Open saratvemulapalli opened 2 years ago

saratvemulapalli commented 2 years ago

Is your feature request related to a problem? Coming from: https://github.com/opensearch-project/opensearch-ruby/pull/62#discussion_r857904107 We test our clients for Linux platform but we do not know if these clients work smoothly on platforms like windows/mac etc.

What solution would you like? Test all clients with most popular platforms and CPU architectures:

Tracking for clients:

shyim commented 2 years ago

Btw its not possible to test ARM on GitHub. They don't offer hosted runners and needs own runners and QEMU is holy buggy to run it in an CI

dblock commented 2 years ago

@shyim "yet", but it's a good point - we do have our own Jenkins infra, but it's obviously quite a bit of overhead to be running jobs on that for clients (we do for OpenSearch and OpenSearch Dashboards extensively for arm64).

Xtansia commented 2 years ago

I've been doing some investigating into this, and have hit some hurdles due to us needing to spin up a docker container for OpenSearch to run integration tests against:

  1. On the GH-hosted Windows runners, Docker is only setup for Windows containers, not Linux containers.

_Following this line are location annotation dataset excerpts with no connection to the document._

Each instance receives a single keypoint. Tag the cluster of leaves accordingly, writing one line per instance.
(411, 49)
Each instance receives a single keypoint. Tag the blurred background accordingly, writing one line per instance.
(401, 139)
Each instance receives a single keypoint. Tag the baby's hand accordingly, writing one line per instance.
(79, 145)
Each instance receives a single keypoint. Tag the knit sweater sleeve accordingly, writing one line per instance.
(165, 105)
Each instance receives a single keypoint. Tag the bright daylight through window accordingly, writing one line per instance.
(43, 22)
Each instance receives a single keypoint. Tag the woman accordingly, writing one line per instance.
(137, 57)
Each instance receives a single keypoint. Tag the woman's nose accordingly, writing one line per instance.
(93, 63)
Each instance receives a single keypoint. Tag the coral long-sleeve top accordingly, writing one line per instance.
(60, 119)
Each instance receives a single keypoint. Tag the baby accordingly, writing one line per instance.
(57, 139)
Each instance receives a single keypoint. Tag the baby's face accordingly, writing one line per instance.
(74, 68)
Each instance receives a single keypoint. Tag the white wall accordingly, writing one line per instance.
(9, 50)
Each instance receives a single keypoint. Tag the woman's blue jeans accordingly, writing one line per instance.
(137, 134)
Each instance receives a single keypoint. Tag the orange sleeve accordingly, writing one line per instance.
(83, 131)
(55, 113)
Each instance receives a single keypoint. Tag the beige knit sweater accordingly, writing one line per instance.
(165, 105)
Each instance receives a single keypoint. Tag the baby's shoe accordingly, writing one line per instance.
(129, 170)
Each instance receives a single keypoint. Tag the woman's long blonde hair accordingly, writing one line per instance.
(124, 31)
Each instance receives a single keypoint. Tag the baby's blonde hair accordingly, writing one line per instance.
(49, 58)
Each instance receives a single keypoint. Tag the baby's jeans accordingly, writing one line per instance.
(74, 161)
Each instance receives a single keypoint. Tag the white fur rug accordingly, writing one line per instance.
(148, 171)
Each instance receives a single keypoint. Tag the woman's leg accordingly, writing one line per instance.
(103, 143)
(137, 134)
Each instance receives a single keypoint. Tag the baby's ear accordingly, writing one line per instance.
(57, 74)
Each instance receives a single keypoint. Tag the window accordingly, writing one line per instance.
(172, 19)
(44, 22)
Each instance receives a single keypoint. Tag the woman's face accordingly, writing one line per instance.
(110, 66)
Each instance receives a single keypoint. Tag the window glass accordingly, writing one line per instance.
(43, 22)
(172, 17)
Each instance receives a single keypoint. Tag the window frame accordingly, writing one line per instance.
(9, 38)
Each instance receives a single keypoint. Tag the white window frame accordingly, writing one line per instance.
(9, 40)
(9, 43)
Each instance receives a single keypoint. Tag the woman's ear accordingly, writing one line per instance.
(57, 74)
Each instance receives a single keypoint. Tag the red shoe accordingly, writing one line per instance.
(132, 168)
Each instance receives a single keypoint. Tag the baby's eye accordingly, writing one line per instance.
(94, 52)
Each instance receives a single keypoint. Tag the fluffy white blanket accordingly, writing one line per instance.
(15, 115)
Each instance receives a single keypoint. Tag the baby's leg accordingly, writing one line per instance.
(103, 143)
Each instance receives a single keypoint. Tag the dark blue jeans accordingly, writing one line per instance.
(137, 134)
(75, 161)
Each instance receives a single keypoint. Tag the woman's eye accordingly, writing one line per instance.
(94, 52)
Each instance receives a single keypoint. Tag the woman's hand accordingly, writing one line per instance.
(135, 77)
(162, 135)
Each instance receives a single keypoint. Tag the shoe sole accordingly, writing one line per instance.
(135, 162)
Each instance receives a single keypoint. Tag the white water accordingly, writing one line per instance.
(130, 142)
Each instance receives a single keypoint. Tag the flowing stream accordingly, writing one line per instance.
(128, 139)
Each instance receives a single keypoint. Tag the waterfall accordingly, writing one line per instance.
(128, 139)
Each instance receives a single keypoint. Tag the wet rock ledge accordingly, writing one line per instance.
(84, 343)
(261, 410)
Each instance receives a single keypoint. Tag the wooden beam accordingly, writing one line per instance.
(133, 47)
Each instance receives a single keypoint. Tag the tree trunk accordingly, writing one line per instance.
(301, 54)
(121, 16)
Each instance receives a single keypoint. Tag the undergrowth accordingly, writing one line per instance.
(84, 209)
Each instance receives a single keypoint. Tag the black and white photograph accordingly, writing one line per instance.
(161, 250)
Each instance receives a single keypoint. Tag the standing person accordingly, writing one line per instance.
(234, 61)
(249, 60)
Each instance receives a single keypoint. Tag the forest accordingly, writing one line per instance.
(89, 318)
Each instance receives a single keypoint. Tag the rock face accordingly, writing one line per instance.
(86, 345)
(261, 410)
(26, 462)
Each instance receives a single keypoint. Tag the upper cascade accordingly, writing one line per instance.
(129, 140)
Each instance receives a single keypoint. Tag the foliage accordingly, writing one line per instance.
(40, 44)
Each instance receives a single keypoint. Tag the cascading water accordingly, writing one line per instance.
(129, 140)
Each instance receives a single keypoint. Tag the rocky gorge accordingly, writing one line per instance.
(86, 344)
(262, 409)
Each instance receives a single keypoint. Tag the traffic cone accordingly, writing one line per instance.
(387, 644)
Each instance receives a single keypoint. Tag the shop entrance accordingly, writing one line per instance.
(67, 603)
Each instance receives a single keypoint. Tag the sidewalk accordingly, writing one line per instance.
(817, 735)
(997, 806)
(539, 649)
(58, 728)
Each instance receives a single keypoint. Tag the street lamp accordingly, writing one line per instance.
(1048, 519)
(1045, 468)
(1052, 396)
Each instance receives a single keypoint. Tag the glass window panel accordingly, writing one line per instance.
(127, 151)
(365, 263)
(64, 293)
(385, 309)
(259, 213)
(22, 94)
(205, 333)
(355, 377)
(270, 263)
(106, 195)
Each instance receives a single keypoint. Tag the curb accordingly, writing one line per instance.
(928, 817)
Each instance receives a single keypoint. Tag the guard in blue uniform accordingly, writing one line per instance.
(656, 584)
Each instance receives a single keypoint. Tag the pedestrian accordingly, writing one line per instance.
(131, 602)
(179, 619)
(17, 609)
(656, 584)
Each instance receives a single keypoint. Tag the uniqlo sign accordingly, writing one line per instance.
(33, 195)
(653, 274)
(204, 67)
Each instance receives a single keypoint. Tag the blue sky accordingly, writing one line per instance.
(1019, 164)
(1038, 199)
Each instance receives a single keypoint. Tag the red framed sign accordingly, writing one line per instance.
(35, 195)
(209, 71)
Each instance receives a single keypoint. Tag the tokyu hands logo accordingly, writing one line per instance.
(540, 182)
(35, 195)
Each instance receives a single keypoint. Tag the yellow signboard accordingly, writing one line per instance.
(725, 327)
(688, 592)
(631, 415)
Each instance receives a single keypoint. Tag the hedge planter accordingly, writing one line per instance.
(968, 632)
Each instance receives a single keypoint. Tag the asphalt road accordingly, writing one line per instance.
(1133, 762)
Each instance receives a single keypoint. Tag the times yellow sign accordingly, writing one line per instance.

Apparently blocked by the need for enabling Hyper-V to be able to run Linux containers: https://github.com/actions/runner-images/issues/252
  2. On the GH-hosted MacOS runners, Docker is not installed, as there's only the "Desktop" variant which has licensing issues: https://github.com/actions/runner-images/issues/2150

The MacOS one can be worked around by installing Docker at run-time using something like https://github.com/docker-practice/actions-setup-docker/ to hackily install a specific version of Docker Desktop that has a working unattended install. This is slow and somewhat unreliable, and the resulting docker performance is very poor due to Docker having to run a VM, on a runner that's already a VM. For the Rust client, the MacOS integration test run was approximately 3 times as long as the Ubuntu run (~36min vs ~12mins).